The AOL Community Products team showed the new AOL blogging tools–aka Journals– to some expert bloggers in New York earlier this week. “Sonic” Rick Robinson, and Andrea Spiegel, two super AOLers, led the delegation up to New York to show AOL’s new blogs to power bloggers Meg Hourihan, Anil Dash, Nick Denton, Jeff Jarvis and Clay Shirky.

Reaction was enthusiastic.
Jarvis says:
“If we are eager for Iraqis and Iranians to blog, we certainly should be eager for AOLers to blog. The more the better.
and
:AOL has an interesting internal challenge positioning this next to its homepage tool and even its member profiles (which some people use as a quasiblog).
They’ve decided to call the product AOL Journals and thus, position it as a community tool (read: LiveJournal) more than a publishing tool (read: Movable Type). The word “blog” is only part of the subtitle.
That’s wise. Community is what built the AOL empire.
(Really smart, Jeff, and so right.)
AOL team member Kevin wrote:
“We’re trying to play nice with the larger blogging community by supporting open standards like RSS feeds for blogs. We’re trying to talk to folks in the community to see where we should work with them. It?s unique in my involvement in AOL products, which is a great step in the right direction as far as I?m concerned.
[When the product does come out later this year, bear in mind that it’s a 1.0, there are other new features on the way, and it?s built for the AOL user in mind. That said, I?m not one who shies away from speaking my mind. There are some really cool features in the product at launch. RSS support will be in 1.0, along with a bunch of other stuff that I?m not going to tell you about. Ok, I?I’ll tell you one? You can send an IM to a bot and have it post to your blog with rich text support and other cool stuff (like add titles, etc).
Anil comments here.
More on AOL sneak-peeking the Journal at John Robb,
Side note: About 30 bloggers have pointed to Jeff’s item and are commenting on it.

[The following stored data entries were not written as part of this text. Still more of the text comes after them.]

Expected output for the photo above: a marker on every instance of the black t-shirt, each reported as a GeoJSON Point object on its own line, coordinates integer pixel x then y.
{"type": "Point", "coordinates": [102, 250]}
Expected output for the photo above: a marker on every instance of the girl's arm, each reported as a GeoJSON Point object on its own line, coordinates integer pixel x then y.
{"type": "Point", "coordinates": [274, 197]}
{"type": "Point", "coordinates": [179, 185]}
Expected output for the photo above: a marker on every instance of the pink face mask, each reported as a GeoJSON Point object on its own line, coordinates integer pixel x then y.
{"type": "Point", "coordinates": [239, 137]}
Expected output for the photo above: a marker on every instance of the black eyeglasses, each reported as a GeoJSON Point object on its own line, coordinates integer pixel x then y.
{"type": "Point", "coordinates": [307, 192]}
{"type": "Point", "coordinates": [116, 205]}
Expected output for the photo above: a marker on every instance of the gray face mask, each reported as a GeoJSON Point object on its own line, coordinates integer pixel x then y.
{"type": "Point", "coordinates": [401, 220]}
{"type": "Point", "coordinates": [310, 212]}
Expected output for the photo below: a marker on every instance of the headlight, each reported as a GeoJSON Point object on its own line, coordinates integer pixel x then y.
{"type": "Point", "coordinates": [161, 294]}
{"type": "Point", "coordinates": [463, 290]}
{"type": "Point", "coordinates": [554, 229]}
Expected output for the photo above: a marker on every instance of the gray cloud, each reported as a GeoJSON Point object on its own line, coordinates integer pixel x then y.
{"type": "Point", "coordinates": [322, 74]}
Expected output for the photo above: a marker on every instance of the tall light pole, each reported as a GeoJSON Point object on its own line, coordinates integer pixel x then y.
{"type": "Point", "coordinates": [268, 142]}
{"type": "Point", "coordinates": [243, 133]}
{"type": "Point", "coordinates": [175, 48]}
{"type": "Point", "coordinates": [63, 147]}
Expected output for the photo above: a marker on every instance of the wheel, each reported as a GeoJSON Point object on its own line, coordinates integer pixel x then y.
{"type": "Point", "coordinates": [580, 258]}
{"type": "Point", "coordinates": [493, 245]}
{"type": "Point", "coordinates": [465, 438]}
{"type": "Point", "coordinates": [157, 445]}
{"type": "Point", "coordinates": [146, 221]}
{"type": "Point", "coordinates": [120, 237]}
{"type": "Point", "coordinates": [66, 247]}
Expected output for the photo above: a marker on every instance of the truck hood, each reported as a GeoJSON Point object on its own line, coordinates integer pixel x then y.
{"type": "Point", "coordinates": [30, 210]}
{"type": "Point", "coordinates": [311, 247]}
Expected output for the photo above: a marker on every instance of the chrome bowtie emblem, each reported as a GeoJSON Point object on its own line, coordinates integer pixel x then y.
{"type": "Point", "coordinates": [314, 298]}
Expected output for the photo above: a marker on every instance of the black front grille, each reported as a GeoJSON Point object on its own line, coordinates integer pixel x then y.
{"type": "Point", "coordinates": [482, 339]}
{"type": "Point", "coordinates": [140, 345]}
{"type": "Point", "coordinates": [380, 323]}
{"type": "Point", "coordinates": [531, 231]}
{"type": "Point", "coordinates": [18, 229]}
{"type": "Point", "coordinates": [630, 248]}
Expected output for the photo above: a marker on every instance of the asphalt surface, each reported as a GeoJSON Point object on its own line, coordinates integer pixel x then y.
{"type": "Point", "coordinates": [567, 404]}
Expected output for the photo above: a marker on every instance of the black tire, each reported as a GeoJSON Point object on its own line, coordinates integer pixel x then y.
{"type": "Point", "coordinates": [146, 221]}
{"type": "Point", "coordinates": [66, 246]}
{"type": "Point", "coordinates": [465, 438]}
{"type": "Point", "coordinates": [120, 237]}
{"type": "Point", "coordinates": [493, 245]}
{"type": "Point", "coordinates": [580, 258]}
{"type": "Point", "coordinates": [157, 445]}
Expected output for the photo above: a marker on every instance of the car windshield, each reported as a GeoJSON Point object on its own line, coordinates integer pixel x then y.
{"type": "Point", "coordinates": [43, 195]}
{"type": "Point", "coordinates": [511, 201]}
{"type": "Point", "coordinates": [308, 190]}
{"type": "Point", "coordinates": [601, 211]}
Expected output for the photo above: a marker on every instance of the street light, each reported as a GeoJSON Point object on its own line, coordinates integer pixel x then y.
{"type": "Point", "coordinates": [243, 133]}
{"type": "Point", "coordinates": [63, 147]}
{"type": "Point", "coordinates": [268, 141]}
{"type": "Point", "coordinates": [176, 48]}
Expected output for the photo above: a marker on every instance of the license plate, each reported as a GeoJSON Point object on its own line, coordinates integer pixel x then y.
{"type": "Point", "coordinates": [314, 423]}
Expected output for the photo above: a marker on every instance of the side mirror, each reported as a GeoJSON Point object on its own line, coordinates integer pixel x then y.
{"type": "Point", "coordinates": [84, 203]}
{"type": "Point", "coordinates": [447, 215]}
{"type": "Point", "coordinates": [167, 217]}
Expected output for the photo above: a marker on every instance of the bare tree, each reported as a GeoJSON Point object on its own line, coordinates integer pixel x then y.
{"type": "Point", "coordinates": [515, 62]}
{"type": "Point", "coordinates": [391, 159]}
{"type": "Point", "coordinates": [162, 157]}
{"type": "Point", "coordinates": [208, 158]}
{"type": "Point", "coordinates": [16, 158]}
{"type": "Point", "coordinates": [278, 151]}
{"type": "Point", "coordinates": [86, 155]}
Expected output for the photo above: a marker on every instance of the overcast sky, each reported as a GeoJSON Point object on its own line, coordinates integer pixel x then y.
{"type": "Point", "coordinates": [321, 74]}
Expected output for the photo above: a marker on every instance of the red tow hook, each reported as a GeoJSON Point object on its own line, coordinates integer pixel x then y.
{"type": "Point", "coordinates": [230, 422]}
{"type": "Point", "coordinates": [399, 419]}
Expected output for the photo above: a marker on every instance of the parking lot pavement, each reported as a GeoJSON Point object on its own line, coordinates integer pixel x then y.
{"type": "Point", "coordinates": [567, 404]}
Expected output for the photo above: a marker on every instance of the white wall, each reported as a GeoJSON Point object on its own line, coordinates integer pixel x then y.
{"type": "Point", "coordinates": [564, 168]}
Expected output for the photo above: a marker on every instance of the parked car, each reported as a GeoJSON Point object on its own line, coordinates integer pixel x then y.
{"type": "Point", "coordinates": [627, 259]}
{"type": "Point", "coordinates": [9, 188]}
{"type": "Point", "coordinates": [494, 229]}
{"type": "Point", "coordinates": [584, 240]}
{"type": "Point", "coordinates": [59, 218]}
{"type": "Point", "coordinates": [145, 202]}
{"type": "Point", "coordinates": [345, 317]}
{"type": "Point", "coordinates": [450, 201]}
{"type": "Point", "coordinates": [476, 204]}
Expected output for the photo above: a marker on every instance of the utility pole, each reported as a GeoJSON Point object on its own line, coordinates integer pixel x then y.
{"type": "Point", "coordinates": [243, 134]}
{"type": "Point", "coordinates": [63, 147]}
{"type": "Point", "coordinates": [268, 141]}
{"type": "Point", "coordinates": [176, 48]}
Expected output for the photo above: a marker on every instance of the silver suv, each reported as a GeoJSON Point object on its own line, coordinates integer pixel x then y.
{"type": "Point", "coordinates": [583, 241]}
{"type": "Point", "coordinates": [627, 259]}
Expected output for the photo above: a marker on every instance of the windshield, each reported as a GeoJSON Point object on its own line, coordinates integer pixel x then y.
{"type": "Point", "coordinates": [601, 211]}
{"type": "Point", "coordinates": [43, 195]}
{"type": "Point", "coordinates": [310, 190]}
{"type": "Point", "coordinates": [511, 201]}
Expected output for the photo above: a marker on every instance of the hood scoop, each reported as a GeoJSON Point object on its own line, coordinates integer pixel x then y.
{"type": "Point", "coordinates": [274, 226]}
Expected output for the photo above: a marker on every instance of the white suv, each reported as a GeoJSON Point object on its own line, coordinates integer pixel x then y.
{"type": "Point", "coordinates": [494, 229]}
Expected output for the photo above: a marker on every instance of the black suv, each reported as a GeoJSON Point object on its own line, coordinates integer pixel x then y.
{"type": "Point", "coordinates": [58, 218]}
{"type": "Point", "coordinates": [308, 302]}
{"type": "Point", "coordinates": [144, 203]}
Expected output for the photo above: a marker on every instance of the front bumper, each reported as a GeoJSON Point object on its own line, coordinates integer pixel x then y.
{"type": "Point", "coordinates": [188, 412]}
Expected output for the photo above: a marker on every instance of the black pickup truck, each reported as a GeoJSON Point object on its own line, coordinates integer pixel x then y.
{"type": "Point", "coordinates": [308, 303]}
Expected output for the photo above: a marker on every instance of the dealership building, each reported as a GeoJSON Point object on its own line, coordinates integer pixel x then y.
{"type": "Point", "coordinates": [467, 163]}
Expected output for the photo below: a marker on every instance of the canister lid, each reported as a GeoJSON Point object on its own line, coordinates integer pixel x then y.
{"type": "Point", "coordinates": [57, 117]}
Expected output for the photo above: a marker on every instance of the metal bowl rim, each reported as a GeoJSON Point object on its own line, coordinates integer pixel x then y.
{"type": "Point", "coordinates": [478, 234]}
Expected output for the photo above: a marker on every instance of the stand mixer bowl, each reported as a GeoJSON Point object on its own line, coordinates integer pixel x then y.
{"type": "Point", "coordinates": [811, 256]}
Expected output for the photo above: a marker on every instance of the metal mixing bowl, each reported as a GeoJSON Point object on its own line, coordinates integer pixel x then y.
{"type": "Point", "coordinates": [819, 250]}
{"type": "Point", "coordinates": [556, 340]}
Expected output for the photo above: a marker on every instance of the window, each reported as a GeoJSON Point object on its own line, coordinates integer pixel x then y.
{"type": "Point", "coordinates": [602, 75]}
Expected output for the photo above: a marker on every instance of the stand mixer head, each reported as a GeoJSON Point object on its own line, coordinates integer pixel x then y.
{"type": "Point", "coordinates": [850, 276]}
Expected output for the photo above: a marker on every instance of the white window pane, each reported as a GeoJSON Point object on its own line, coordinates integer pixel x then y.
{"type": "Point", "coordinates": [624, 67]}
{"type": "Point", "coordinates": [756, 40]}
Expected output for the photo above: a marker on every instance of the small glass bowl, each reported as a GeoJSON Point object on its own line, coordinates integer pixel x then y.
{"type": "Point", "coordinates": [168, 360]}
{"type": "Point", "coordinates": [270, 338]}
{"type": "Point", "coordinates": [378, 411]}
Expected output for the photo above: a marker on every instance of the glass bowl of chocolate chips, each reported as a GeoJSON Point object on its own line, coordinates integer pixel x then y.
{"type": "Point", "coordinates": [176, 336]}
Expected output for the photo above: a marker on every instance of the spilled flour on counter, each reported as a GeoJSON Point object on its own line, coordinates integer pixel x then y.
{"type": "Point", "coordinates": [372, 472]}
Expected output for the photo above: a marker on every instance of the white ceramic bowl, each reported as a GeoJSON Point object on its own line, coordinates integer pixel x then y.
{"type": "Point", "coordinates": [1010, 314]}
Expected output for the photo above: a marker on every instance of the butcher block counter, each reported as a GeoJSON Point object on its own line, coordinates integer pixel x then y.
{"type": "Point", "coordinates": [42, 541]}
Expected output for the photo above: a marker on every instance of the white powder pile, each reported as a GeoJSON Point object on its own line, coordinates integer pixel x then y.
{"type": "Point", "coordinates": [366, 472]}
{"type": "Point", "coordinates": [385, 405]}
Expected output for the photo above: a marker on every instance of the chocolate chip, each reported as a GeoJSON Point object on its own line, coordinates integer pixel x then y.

Results more comprehensive on Feedsterthan technorati right now.
Note: When I was at AOL, I spent some time pushing the value of blogging on Ric Robinson and Michael Sherrod, the two execs who own the new product. They were both extremely interested and receptive to my ideas.
What I did not realize at the time was how many other conversations AOL had going with folks about blogging (shows what a huge company it is, and how there were communications problems internally). Apparently, in addition to the talks with potential vendors, acquisitions, and partners that I was aware of, there were other conversations with folks now involved in the blogging space.
Seems like many people can imagine that they helped motivate the get AOL up this new product hill toward AOL Journals.
Of course, now the AOL challenge will be to seed the journals, educate users on how to work with them, and promote them appropriately…Those RSS feeds have huge potential to help AOL “elevate the member”, as we used to say.